Kary Mullis's invention lets you take a single DNA molecule and make billions of copies. Every COVID test, every genetic screening, every crime-scene DNA analysis depends on PCR. The patents were sold to Roche for $300M — a bargain, given that the global PCR market is now $10B+/year.

5. US5521184 — Gleevec (Imatinib)

Assignee: Ciba-Geigy (Novartis) · Revenue: $4.7B/year at peak

The first drug that targeted a specific cancer-causing protein rather than just killing fast-dividing cells. Gleevec turned chronic myeloid leukemia from a death sentence into a manageable condition. The patent covered the specific tyrosine kinase inhibitor molecule — and because it was the first of its class, there was no obvious alternative chemistry to invent around.

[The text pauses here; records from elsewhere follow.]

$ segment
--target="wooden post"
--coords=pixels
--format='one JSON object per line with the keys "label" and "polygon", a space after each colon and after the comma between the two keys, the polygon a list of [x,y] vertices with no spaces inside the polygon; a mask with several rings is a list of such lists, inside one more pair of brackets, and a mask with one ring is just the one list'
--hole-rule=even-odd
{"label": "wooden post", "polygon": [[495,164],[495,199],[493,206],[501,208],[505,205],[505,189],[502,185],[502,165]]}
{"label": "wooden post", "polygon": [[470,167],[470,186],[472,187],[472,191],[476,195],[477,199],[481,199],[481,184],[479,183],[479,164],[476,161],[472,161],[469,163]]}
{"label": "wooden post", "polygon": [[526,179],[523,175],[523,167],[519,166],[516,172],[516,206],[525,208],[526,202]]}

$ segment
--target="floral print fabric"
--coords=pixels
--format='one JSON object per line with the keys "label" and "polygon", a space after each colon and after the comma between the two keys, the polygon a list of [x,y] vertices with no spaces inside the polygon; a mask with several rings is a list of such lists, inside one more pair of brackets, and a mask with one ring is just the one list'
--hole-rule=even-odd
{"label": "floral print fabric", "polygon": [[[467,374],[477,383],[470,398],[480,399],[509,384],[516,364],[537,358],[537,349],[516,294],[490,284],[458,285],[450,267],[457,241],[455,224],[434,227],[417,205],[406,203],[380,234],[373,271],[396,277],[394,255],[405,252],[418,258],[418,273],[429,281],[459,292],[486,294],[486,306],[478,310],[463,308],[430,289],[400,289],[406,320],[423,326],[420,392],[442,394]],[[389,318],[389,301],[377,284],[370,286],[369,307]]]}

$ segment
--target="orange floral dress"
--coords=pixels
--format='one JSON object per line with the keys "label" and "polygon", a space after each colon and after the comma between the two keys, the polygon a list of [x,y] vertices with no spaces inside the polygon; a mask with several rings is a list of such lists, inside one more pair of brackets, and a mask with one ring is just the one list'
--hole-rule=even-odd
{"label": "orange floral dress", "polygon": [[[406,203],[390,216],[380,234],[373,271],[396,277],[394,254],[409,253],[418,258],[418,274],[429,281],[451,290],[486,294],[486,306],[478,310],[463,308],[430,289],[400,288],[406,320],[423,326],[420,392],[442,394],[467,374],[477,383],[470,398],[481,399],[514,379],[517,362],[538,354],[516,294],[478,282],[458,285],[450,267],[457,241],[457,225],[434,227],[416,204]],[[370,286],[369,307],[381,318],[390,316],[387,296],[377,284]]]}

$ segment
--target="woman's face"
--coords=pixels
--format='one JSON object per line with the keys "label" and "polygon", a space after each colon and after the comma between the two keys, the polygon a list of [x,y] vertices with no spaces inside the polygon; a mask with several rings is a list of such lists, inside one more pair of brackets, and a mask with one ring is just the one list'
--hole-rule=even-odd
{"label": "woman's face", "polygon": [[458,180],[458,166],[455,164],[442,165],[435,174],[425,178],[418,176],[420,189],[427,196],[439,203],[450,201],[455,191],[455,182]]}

6. US7479949 — Multi-Touch

Assignee: Apple Inc · Value: Defined the smartphone interface

Not "a touchscreen" — those existed for decades. This patent covered the specific gesture-detection system that could distinguish a scroll from a tap from a pinch, using heuristics about finger movement patterns. Every smartphone shipped after 2007 either licensed this approach or spent years developing workarounds.

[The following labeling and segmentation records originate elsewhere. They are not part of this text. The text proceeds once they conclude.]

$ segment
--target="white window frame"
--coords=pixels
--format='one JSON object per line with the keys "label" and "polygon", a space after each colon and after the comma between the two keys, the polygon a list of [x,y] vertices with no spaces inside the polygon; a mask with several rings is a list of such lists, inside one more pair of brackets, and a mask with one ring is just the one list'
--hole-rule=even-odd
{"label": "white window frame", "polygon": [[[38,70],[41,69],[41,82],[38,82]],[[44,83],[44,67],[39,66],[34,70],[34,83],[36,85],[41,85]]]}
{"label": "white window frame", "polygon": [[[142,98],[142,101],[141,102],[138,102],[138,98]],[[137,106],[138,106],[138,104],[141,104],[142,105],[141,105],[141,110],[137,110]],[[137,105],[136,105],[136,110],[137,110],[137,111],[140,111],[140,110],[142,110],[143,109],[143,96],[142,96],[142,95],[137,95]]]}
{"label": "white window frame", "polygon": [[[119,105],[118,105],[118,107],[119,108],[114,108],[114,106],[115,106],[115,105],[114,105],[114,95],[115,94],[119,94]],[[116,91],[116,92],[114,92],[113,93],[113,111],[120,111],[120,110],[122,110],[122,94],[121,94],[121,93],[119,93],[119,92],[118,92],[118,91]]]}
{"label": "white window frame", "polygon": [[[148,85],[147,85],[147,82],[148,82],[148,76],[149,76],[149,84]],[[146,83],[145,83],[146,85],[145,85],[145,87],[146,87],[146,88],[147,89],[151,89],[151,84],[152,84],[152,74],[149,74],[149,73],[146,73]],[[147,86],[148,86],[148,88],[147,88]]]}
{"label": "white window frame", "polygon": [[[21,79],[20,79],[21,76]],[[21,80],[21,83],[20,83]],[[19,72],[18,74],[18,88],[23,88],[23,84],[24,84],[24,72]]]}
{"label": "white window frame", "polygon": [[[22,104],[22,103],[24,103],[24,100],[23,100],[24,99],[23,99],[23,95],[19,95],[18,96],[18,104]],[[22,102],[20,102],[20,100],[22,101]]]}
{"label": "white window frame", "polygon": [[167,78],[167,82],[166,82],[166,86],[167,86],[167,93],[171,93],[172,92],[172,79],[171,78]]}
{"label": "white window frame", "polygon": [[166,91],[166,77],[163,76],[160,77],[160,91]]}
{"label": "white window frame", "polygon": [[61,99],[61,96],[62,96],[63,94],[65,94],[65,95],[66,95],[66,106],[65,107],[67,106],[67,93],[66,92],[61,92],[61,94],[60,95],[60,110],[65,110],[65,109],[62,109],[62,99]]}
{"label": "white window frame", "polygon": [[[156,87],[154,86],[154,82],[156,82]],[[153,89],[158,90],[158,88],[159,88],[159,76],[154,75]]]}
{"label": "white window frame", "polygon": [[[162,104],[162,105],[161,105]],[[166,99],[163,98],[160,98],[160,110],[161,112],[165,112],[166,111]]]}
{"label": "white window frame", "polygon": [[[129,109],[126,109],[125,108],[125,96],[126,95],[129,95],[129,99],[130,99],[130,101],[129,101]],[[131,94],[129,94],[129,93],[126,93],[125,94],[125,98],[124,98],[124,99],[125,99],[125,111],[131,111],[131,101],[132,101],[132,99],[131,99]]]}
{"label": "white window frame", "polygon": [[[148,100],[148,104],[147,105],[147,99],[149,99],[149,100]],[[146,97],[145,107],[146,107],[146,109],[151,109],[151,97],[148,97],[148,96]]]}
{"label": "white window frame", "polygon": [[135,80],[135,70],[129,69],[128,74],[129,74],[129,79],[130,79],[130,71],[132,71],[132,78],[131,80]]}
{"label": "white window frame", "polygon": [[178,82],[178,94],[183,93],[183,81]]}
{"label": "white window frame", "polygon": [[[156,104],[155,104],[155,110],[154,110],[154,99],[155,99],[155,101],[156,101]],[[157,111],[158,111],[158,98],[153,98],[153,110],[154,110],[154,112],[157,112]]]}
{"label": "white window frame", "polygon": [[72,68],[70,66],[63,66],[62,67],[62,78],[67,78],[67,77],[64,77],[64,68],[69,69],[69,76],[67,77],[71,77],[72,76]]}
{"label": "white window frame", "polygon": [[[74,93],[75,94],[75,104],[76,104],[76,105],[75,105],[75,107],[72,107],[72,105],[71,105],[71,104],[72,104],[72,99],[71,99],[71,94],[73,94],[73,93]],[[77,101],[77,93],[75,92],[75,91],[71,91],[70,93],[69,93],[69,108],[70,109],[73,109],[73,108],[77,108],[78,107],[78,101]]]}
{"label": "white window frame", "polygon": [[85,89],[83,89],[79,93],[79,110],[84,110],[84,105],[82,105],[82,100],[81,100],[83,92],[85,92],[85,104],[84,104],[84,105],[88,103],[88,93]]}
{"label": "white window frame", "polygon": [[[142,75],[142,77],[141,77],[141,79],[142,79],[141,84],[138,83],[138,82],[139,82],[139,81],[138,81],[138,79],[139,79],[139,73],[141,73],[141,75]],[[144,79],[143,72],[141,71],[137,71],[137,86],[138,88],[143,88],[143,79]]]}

7. US4237224 — Recombinant DNA (Cohen-Boyer)

Assignee: Stanford University · Value: Enabled the entire biotech industry

The fundamental method for splicing genes into bacteria to produce proteins. Licensed to over 400 companies, generating $255M in royalties for Stanford. Every biologic drug — insulin, growth hormone, monoclonal antibodies — starts with this technique. The patent was deliberately licensed cheaply and non-exclusively to encourage adoption.

8. US8697359 — CRISPR Gene Editing

Assignee: Broad Institute (MIT/Harvard) · Value: Still unfolding — potentially trillions

The method for using Cas9 to edit specific DNA sequences in living cells. The patent battle between Broad and UC Berkeley was the most expensive in biotech history. The winner controls the foundational IP for editing the human genome — with applications in every disease with a genetic component.

9. US9402913 — Sovaldi (Sofosbuvir)

Assignee: Gilead/Pharmasset · Revenue: $10B+ in first year

The first true cure for Hepatitis C — >95% cure rate with a pill, replacing a year of painful interferon injections with ~50% success. Gilead paid $11B for Pharmasset to acquire this patent. They recouped it in 18 months.

10. US8580275 — CAR-T Cell Therapy

Assignee: MSKCC/Juno · Value: Opened a new cancer treatment modality

The method for engineering a patient's own T-cells to recognize and kill cancer cells. Not a drug — a process for reprogramming the immune system. The first CAR-T therapies (Kymriah, Yescarta) cost $373,000–$475,000 per patient — and worked when nothing else did.

The pattern

Every patent on this list shares one trait: the claims covered the mechanism, not the outcome. Lipitor didn't claim "lowering cholesterol" — it claimed the specific molecule. PageRank didn't claim "ranking web pages" — it claimed the specific link-analysis algorithm. Multi-Touch didn't claim "a touchscreen" — it claimed the specific gesture-recognition heuristics.

If your patent application describes what your invention does instead of how it does it, you're writing a marketing document, not a patent.